Models Overview: Writing Agents and Their Foundations

This document provides an overview of the large language models used inside the Writers Factory. Each agent in the system is powered by a different model, which means they think, write, and respond differently. Understanding these differences will help you choose the right agent for the right task.

The purpose of the course is not to produce a perfect novel but to explore context engineering—learning how instructions, constraints, and narrative context shape what an AI can do. You can complete all exercises with any model, but exploring multiple models will deepen your understanding of how they vary.

Why Multiple Models?

Different language models have different strengths:

Some excel at narrative writing (tone, style, pacing).
Some are strong researchers, pulling together information and structure.
Some are more literal or analytical, making them good for outlining or checking coherence.
Some specialize by language, such as Russian-language support.

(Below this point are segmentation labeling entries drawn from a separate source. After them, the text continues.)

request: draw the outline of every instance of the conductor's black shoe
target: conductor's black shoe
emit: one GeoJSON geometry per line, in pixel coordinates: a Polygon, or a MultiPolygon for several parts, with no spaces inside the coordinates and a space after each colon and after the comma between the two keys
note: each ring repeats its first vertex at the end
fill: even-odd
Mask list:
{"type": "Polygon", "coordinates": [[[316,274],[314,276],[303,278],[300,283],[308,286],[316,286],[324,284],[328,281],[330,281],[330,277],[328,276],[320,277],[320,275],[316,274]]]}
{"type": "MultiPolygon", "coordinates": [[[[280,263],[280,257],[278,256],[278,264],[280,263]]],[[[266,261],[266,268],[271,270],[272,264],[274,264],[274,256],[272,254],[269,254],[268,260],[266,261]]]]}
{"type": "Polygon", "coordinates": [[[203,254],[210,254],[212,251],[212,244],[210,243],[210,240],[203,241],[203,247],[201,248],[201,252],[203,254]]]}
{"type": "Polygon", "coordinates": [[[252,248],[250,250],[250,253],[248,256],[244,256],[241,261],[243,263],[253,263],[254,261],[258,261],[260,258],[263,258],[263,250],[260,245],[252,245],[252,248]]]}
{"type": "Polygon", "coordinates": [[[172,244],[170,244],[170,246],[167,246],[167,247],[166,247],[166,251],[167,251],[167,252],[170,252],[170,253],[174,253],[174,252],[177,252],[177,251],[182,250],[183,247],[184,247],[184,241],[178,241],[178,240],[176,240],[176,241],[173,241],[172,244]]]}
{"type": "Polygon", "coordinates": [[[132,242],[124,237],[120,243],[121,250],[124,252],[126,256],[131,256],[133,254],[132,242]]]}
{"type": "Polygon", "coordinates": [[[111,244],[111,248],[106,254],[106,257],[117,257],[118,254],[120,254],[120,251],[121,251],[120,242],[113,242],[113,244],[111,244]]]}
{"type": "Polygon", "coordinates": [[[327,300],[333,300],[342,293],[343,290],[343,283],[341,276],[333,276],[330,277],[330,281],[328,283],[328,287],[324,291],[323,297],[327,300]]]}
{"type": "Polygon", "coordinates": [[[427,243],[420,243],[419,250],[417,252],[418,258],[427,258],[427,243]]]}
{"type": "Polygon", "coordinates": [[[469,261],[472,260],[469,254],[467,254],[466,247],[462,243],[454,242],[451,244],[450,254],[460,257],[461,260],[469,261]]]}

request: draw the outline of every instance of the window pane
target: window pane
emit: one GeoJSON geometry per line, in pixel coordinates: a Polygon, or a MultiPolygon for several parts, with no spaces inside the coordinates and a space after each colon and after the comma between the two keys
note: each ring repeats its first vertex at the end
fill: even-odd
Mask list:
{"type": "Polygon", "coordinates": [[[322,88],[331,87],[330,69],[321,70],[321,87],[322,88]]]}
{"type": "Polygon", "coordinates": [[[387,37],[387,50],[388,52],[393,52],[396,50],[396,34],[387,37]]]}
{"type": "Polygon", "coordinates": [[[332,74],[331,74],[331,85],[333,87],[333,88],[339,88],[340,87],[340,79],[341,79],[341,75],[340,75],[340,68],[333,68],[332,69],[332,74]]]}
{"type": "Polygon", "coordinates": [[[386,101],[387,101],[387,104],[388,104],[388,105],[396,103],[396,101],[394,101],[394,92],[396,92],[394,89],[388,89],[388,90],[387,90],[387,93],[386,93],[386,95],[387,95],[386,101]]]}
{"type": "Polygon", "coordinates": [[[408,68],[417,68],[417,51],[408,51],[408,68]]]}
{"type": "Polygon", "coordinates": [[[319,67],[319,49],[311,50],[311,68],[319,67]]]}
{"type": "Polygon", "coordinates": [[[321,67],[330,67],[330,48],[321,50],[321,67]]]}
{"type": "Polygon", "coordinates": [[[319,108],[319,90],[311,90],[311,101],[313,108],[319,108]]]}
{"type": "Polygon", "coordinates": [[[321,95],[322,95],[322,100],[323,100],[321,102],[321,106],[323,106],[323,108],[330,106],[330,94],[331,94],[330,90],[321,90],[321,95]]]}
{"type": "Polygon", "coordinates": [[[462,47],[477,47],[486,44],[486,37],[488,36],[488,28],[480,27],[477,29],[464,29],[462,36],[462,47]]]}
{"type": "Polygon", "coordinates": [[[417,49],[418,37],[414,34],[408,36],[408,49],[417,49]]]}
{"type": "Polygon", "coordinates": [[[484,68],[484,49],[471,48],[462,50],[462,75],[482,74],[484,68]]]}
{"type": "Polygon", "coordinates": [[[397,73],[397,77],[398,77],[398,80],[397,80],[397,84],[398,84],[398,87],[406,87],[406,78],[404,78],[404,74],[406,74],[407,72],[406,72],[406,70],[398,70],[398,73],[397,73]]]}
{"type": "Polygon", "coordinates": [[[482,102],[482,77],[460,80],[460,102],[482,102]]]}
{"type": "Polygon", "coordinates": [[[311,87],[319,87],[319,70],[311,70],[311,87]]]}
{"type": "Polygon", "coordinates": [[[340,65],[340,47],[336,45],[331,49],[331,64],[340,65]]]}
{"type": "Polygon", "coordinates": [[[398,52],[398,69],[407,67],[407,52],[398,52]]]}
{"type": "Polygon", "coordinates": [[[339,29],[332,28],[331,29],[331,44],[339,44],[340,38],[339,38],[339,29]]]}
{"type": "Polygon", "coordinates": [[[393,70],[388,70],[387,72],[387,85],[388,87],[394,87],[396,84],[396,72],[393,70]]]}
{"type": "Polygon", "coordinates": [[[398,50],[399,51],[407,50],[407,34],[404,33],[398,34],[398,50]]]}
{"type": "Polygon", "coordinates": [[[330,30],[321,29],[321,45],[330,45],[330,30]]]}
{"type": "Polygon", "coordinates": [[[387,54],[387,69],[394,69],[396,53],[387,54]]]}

Because the Writers Factory is agent-based, each agent behaves differently depending on the model behind it. This variety is intentional.

Two “Tournaments”: Choosing Your Voices

As part of the course, you will run two small “tournaments” among your agents:

1. Narration & Voice Tournament

Early in the process, you will send identical prompts to several agents to compare how each one handles narration, tone, and stylistic choices. This helps you discover which model best matches the voice you want for your novel.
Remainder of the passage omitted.